I know this has been discussed ad nauseam already, but I had to weigh in.
Thanks to an article out on Medpage Today, Rapid Response Teams Sign of Poor Bed Management, the whole idea of Rapid Response Teams has been brought into the spotlight. The article’s premise is that poor bed management is the cause for Rapid Responses to be called. Bullshit.
Code Blog sums it up nicely by saying,
I don’t believe RRTs are called because the patient was already in bad shape and assigned to a low level of care. I think they are called because stable patients just stop being stable sometimes.
Are there times where over-crowding and poor bed management are the cause? Yeah, if it is crazy busy, the nurse might miss subtle signs or the patient is sent to a floor of lesser acuity, but these are the exception rather than the rule. I can count on my hand the number of times I’ve called an RRT, of course now I’ve now jinxed myself, but each time it was from a rapid change in patient condition. There have been times where I could have called an RRT, but managed it with judicious use of critical thinking and calls to the doc. I think that some nurses use them as a crutch instead of critically thinking a situation through, but not because a patient was wrongly placed. Like I noted above, there are times when the patient is placed wrong. When our observation unit opened we had several times where they went from Obs to the Unit in a very short amount of time. But again, these we patients who rapidly de-compensated – and a couple that never should have gone there, but those are the exception.

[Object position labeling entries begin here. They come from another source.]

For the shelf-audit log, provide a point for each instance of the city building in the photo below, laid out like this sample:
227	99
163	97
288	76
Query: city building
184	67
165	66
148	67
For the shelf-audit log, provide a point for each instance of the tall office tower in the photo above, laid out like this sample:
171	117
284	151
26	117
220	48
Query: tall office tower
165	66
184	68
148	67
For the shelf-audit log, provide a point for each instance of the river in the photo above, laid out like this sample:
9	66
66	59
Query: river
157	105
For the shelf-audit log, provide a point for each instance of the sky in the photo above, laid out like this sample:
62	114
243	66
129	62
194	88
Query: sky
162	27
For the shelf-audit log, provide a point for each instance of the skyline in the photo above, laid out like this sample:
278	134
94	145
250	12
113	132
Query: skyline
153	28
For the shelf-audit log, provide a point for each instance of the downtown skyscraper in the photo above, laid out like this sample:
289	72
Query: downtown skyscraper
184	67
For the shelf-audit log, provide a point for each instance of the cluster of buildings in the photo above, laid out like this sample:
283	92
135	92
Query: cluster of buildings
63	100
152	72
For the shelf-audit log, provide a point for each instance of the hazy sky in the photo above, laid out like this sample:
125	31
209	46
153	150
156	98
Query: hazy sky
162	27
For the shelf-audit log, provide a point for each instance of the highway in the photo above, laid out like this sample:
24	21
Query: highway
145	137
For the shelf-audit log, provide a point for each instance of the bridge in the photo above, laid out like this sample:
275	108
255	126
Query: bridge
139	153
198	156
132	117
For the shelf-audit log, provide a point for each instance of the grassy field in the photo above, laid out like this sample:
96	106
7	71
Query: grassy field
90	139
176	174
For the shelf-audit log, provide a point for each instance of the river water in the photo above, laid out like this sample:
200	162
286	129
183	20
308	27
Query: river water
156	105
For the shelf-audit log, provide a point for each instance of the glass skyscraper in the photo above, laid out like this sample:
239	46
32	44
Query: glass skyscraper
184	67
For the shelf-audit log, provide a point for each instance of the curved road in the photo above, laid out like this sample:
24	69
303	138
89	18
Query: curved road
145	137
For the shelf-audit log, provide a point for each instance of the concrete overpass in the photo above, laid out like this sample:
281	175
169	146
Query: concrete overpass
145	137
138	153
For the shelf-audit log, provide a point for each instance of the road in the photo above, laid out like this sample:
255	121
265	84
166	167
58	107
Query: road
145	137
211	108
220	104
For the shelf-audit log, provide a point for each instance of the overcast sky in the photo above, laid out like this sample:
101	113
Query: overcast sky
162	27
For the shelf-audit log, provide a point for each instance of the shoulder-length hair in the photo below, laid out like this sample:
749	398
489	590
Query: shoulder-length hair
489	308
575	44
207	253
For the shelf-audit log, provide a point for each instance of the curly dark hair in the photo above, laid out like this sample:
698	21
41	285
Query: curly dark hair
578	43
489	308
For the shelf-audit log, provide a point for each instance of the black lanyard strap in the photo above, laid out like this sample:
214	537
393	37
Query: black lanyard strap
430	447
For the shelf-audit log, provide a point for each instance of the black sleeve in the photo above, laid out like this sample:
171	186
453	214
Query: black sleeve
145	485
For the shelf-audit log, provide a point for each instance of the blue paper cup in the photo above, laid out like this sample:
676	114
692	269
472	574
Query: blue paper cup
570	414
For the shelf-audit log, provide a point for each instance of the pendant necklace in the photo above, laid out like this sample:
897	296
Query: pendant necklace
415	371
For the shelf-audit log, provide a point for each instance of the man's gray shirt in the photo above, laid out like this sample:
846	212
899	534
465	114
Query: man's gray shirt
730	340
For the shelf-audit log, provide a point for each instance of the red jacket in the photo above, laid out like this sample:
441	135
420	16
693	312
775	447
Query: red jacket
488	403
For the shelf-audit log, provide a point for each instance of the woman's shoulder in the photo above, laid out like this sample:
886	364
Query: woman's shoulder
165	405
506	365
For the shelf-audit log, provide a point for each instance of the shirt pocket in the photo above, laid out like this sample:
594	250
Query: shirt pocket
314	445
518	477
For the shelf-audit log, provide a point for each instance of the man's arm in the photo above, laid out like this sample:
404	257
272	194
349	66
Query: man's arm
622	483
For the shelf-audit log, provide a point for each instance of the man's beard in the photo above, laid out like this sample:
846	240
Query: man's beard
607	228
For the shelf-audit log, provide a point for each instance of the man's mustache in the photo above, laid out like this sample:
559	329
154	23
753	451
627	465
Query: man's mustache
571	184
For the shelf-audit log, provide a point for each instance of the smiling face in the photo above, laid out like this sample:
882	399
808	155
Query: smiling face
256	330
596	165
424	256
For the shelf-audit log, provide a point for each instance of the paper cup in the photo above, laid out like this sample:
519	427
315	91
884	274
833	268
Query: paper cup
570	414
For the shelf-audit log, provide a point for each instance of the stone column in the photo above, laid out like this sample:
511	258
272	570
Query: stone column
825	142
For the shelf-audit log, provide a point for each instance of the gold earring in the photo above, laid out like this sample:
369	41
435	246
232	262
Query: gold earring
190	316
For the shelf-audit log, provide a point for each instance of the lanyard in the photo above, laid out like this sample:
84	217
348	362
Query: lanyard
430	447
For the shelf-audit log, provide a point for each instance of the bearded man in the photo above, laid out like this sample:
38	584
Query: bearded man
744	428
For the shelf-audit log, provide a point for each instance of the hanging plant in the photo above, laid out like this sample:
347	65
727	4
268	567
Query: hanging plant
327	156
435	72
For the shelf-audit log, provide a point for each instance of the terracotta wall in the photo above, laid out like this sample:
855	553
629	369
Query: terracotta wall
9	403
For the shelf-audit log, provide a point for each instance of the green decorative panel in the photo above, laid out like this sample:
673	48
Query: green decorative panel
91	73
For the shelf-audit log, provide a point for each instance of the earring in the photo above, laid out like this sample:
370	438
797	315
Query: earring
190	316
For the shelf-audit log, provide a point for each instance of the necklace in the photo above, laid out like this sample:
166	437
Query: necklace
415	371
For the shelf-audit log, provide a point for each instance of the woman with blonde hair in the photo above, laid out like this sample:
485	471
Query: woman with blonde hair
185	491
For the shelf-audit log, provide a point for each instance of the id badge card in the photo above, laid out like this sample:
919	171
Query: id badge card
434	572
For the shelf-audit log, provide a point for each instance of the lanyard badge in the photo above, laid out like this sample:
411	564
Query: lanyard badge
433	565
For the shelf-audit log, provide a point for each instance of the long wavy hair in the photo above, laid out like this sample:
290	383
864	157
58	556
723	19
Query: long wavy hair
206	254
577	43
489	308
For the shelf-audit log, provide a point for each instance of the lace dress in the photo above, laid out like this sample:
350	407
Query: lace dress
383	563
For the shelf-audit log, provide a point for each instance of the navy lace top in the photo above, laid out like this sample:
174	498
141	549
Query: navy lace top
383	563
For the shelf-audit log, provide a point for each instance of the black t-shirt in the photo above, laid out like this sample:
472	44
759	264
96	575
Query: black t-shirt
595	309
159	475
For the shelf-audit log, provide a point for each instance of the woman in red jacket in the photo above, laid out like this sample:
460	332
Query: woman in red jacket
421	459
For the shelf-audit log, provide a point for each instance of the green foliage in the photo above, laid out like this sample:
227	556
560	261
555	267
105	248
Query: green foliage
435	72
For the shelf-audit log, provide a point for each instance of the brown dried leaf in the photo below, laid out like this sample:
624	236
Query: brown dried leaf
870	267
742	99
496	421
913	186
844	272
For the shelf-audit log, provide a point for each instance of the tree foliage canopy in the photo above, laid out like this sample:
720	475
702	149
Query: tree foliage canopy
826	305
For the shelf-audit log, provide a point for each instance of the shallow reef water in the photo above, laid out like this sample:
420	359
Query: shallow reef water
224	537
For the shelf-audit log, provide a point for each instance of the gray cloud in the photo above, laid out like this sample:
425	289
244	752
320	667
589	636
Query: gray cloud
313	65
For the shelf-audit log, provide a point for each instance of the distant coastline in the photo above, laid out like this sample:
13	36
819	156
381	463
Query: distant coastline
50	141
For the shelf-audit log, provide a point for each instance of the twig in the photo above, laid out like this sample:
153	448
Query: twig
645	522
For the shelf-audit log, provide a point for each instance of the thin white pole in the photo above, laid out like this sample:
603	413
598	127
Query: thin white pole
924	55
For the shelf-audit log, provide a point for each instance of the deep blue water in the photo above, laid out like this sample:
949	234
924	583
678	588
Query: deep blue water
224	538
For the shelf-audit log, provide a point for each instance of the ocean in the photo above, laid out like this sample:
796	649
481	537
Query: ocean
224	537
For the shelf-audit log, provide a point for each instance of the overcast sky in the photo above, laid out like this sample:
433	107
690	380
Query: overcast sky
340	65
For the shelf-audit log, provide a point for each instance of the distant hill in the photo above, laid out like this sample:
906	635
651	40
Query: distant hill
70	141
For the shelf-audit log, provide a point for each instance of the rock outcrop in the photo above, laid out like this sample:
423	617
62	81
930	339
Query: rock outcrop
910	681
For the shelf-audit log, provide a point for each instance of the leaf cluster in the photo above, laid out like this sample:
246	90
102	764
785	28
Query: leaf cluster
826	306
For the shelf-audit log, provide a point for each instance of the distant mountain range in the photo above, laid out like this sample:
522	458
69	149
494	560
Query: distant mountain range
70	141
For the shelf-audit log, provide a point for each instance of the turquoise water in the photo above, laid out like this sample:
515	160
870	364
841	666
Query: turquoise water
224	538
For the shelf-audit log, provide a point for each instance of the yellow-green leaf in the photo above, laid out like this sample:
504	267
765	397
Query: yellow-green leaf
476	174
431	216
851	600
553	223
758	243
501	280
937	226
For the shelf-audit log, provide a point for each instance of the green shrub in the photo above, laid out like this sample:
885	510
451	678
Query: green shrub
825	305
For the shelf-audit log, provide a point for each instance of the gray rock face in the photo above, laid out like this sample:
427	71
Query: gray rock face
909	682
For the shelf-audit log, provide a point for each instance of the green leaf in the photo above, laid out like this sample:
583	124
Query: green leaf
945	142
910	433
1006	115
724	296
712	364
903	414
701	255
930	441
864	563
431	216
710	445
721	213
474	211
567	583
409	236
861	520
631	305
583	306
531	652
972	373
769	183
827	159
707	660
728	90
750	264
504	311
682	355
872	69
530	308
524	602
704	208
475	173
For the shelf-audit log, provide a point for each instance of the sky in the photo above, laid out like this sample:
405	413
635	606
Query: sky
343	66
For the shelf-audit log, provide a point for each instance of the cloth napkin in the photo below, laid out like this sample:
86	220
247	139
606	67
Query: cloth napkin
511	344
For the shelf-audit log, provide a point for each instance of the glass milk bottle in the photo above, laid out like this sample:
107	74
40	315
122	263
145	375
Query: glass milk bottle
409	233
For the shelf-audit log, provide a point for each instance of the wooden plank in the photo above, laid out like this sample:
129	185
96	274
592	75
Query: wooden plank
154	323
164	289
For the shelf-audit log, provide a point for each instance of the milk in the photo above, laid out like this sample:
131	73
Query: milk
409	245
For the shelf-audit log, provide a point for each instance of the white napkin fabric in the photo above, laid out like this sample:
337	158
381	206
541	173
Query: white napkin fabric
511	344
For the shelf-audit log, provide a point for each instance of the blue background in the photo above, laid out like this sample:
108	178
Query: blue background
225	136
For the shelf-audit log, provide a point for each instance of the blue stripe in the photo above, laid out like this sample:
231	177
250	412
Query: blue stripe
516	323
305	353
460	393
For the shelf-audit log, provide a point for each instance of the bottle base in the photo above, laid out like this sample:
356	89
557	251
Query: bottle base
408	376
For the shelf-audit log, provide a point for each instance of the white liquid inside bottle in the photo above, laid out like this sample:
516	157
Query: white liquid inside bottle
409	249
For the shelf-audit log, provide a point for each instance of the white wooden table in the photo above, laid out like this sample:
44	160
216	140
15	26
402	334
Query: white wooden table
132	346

Have the authors forgotten that a hospital is an acute setting? It’s not like these folks are healthy! And thanks to the rise of observation (outpatient in the hospital) those who are admitted in-patient are the sick of the sick. Having a resource to get help quickly is a godsend. Sometimes all you need is some stat meds, or imaging and labs , or just someone to look and say, “Yeah, they’re sick!” And sometimes you just need to have the ability to transfer to a higher level of care without jumping through hoops.
Even if we have the best patient flow possible, appropriate bed placement each and every time and proper resource management, there still would be a need to the Team. Patients crump. The article never addresses that simple fact. It’s far easier to point out structural issues than the reality – of course structural issues are somewhat easier to fix. Schedule better to make better use of the nurses you’re already overworking. Staffing plays an important role in this as well. A nurse that is stretched too thin can’t take the needed time to adequately assess their patients. When you 5, 6, 7 or more patients at a time, you’re running and even the most perceptive, mind-reading nurse can catch a patient decline if they’re stuck cleaning and doing a massive dressing change because the wound is saturated in stool of a 400lb quad with the 3 other nurses on the floor because it takes at least 4 to move the patient safely. That’s when the easy things to fix fall through the cracks, hence why we need a team to “rescue” the nurses.
It’s a complex multi-layered issue to which there are no simple and easy answers. It impacts staffing, scheduling, patient flow and the vagaries of the human condition. But would I choose to work somewhere without the back up of a RRT? Not easily.